Auch heute ließe sich wahrscheinlich ein Teil unserer sogenannten ‚wicked problems‘ lösen, würden wir uns auf tradierte Formen des Konsumierens und Herstellens rückbesinnen, wie das Selbermachen, das Reparieren, das Umfunktionieren und Wiederverwerten, das Tauschen oder gar das Verzichten auf die Dinge, die wir nicht unbedingt zum Leben brauchen. Aber die Zusammenhänge, Widerstände und Herausforderungen unserer bestehenden Systeme sind komplex und erschweren Veränderungen. Der von Horst Rittel in den 1960er Jahren geprägte Begriff der „wicked problems“, beschreibt genau diese Ohnmacht im Dickicht sich gegenseitig bedingender Faktoren Alternativen zu finden, die keinen negativen Effekt haben und einen Systemwandel vorantreiben.
Design for the real world?
Die Idee des unbegrenzten Wachstums ohne Rücksicht auf sozialen Ausgleich oder den Erhalt einer ökologischen Vielfalt stößt zunehmend an ihre Grenzen. Auch das Design bleibt dabei nicht unbescholten, war es doch bisher oft auch dessen Aufgabe genau diese Anforderungen in der Produkt- und Markenentwicklung zu ermöglichen und sich als Wirtschaftsfaktor per se zu positionieren. Schon 1971 provozierte der Designer Victor Papanek in seinem bekannten Buch ‚Design for the real world. Anleitung für eine humane Ökologie und sozialen Wandel’ mit seiner Aussage, dass es nicht viele Berufe gäbe, die mehr Schaden anrichteten als das Design. Die Berücksichtigung ökologischer und sozialer Aspekte stellte er gleichwertig neben wirtschaftliche Faktoren im Gestaltungsprozess. Daraus hat sich über die Jahrzehnte hinweg ein erweitertes Designverständnis entwickelt, das dem Design neue Aufgaben und transformative Kräfte zuschreibt und mittlerweile fester Bestandteil des Designdiskurses und der Designlehre sind.

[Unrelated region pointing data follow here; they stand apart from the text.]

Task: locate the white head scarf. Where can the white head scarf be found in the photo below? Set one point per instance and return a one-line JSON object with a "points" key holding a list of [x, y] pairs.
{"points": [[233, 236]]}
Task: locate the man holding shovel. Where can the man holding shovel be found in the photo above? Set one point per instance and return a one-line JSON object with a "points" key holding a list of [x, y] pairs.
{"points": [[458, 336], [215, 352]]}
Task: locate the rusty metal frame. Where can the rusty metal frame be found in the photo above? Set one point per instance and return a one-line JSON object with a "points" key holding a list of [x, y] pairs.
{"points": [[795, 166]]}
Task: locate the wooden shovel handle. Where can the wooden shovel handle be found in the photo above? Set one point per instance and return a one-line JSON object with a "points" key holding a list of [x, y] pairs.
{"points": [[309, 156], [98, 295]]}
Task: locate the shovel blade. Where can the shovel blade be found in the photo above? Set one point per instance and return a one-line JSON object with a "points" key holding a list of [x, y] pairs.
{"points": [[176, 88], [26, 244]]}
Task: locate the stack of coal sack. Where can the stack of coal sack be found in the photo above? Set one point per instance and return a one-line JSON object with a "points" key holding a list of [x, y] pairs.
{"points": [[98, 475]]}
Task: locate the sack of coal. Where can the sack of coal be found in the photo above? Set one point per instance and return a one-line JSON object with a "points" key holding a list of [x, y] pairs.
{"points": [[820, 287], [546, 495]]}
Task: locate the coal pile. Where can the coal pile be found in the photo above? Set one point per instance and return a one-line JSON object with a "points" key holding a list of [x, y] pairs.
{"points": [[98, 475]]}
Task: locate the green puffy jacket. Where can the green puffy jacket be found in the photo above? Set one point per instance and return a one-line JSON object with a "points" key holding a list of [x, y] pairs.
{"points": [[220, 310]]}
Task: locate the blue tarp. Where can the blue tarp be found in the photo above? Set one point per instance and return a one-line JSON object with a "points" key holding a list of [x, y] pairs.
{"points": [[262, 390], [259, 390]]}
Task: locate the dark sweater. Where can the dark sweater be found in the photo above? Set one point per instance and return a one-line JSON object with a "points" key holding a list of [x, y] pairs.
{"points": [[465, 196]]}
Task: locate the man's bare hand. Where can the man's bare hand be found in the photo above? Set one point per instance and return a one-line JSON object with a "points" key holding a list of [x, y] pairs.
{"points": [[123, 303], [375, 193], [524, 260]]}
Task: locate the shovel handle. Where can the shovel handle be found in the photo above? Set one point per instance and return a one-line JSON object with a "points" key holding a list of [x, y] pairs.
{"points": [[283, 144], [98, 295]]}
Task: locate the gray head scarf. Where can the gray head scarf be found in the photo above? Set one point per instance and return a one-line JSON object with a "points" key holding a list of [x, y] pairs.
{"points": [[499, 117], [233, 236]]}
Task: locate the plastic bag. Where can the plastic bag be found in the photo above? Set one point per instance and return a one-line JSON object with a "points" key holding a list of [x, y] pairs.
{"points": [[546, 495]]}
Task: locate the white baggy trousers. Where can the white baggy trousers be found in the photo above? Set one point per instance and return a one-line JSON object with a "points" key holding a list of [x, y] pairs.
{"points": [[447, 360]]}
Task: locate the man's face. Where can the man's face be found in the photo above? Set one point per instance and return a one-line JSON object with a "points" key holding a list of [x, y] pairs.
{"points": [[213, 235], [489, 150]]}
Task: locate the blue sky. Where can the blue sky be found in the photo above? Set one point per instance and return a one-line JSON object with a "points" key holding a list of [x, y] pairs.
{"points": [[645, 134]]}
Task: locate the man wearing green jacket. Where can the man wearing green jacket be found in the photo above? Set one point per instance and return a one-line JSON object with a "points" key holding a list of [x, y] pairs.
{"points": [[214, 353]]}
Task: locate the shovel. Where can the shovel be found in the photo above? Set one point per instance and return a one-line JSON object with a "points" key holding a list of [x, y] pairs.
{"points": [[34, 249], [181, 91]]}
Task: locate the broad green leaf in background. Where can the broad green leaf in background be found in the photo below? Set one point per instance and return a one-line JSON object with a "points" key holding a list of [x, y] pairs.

Die Potenziale des Designs sind noch nicht ausgeschöpft
In der Designpraxis scheinen aber Modelle und Denkmuster einer Wachstumsökonomie basierten Produktwelt weiterhin vorrangig. Die Potenziale des Designs, mit dessen Methoden und Werkzeugen neue Wege gegangen werden könnten und neben technischen auch soziale und ökologische Innovationen ermöglicht würden, werden noch nicht ausgeschöpft. Genau hier liegen die Potenziale von Social Design.
Social Design hat sich die Gestaltung einer nachhaltigen, sozialen, demokratischen und partizipativen Umwelt zur Aufgabe gemacht hat und sollte fester Bestandteil von Innovations- und Gestaltungsprozessen werden, um eine Transformation unserer Gesellschaft im positiven Sinne voranzutreiben. Iterative Prozesse, Designmethoden, die Perspektivwechsel ermöglichen, das Einbeziehen unterschiedlicher Interessengruppen und das Eruieren wesentlicher Bedürfnisse helfen, Lebensräume und Produkte so zu gestalten, dass sie inklusiv und barrierefrei sind und das Gemeinwohl Aller im Blick haben. Empowerment, Bottom-up und Teilhabe sind dabei großgeschrieben. Open Source Design, Do-it-yourself Strategien, Design Thinking, Radical Design, Design Activism sind nur einige der Bewegungen, die man einem Social Design zuschreiben kann.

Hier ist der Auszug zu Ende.